Both osteoporosis and high blood pressure are major diseases in the recent aging society and may share the same
background genetically and environmentally. Although several antihypertensive drugs, thiazides, beta (β)-blockers and
angiotensin converting enzyme (ACE) inhibitors, are reported to decrease the risk of bone fractures, calcium channel blockers
(CCBs), which are widely used as first line drugs, have not shown significant effects. As treatments to prevent aging-
related diseases simultaneously are desirable, a simple approach to identify drugs effective for both diseases is essential.

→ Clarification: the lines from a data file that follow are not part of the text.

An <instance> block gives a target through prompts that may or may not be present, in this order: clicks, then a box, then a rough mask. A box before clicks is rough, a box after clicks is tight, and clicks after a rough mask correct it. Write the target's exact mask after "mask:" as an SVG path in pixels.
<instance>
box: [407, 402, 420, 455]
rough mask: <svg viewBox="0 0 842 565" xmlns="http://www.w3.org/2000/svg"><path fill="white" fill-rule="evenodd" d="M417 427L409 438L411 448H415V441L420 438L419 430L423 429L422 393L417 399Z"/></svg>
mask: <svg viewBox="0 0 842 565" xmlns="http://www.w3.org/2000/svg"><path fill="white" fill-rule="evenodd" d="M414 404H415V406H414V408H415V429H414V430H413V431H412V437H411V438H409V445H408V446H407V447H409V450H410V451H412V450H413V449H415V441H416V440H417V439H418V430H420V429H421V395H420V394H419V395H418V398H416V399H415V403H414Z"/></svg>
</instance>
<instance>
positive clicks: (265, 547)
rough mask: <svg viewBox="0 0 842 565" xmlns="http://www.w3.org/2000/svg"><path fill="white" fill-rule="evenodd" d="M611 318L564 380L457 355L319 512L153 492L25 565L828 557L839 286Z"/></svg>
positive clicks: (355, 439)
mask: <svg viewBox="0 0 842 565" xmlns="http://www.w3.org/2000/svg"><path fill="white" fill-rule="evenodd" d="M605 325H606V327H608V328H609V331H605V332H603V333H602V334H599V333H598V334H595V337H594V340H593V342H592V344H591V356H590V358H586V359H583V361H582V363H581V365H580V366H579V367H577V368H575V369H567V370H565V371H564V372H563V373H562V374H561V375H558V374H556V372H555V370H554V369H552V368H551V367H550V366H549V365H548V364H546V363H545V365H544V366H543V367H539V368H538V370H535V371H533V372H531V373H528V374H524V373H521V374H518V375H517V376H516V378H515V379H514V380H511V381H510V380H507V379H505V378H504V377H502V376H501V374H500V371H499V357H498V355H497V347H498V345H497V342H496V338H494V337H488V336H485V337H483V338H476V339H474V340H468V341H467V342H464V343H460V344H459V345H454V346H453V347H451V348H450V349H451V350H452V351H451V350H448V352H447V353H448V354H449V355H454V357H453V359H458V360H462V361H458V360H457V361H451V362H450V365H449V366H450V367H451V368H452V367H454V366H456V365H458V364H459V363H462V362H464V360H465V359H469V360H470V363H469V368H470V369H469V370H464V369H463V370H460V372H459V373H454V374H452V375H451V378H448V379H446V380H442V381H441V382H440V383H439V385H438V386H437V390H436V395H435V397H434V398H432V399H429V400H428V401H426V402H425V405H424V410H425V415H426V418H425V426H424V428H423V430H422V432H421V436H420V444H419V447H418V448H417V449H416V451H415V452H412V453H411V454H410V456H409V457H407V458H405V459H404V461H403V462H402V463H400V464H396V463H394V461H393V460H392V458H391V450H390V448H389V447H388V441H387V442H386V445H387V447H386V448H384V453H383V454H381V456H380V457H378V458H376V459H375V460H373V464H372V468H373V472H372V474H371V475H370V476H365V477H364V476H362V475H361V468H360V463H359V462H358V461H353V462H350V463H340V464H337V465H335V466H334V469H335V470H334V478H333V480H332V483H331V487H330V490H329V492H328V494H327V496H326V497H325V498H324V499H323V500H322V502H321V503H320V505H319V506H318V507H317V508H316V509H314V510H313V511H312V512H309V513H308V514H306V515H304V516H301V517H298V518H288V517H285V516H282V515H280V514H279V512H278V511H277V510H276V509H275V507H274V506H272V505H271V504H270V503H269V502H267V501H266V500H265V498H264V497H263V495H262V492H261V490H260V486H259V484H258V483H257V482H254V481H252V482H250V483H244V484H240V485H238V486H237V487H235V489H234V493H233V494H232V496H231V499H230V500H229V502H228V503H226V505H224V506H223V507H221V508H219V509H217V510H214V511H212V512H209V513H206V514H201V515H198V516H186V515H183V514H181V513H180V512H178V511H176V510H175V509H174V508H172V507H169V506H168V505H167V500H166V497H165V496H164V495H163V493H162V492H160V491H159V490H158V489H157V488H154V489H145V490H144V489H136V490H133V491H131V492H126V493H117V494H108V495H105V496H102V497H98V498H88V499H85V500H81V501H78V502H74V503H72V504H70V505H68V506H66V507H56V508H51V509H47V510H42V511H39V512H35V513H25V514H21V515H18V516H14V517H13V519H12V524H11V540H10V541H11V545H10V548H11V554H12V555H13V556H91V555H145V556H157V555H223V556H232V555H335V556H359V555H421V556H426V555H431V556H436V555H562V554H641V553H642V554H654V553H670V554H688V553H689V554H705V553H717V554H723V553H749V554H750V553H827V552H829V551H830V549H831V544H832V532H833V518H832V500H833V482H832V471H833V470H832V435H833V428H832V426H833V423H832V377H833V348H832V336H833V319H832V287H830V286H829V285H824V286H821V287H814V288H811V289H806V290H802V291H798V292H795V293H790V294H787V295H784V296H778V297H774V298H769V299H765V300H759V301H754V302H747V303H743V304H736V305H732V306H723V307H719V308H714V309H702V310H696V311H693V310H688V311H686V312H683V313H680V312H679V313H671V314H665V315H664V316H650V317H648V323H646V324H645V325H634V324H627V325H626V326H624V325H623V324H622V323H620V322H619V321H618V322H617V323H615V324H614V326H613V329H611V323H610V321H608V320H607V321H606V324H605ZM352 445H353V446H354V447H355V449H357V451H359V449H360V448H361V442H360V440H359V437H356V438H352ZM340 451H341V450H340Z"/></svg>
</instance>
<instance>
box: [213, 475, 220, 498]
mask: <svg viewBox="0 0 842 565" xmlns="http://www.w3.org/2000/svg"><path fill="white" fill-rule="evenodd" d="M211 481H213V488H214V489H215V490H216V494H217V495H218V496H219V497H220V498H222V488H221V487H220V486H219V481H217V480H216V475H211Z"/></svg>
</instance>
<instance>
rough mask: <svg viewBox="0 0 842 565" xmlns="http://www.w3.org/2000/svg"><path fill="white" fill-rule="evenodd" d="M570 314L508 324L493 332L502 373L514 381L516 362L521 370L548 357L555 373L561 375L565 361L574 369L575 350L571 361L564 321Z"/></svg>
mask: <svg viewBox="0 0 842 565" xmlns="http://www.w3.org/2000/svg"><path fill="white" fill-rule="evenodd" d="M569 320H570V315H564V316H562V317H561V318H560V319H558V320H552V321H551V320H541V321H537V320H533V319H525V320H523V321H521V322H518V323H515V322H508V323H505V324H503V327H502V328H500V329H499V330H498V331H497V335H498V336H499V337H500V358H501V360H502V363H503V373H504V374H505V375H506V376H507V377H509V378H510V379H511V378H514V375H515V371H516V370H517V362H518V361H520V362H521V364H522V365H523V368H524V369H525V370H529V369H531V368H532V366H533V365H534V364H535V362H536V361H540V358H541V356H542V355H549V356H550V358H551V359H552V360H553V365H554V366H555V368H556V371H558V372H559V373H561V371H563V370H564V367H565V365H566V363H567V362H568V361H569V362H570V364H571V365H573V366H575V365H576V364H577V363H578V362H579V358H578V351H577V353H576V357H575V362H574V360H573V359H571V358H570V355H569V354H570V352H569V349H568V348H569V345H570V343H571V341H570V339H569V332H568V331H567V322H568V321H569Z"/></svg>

In this study, we screened various antihypertensive drugs with a focus on osteoclast function of acid secretion, bone
resorption and reactive oxygen species (ROS) activity. Extracellular acidification in the resorption lacunae of osteoclasts
was identified by acridine orange staining under a fluorescence microscope. Low pH of activated osteoclasts was identified
as red to orange waves, while neutral pH of resting osteoclasts was identified as yellow to green waves. These phenomena
were well correlated with the findings of excavated pit areas formed on the synthetic bone surface by active or resting
stage osteoclasts, respectively. It was shown that benidipine, cilnidipine, olmesartan and calvedilol strongly attenuated
acid secretion of osteoclasts, azelnidipine moderately, and hydrochlorothiazide mildly reduced the secretion, while
amlodipine and telmisartan did not. Overall, screening drugs by osteoclast acidification by fluoresence microscopy might
be a useful approach for evaluating the action of drugs on bone metabolism.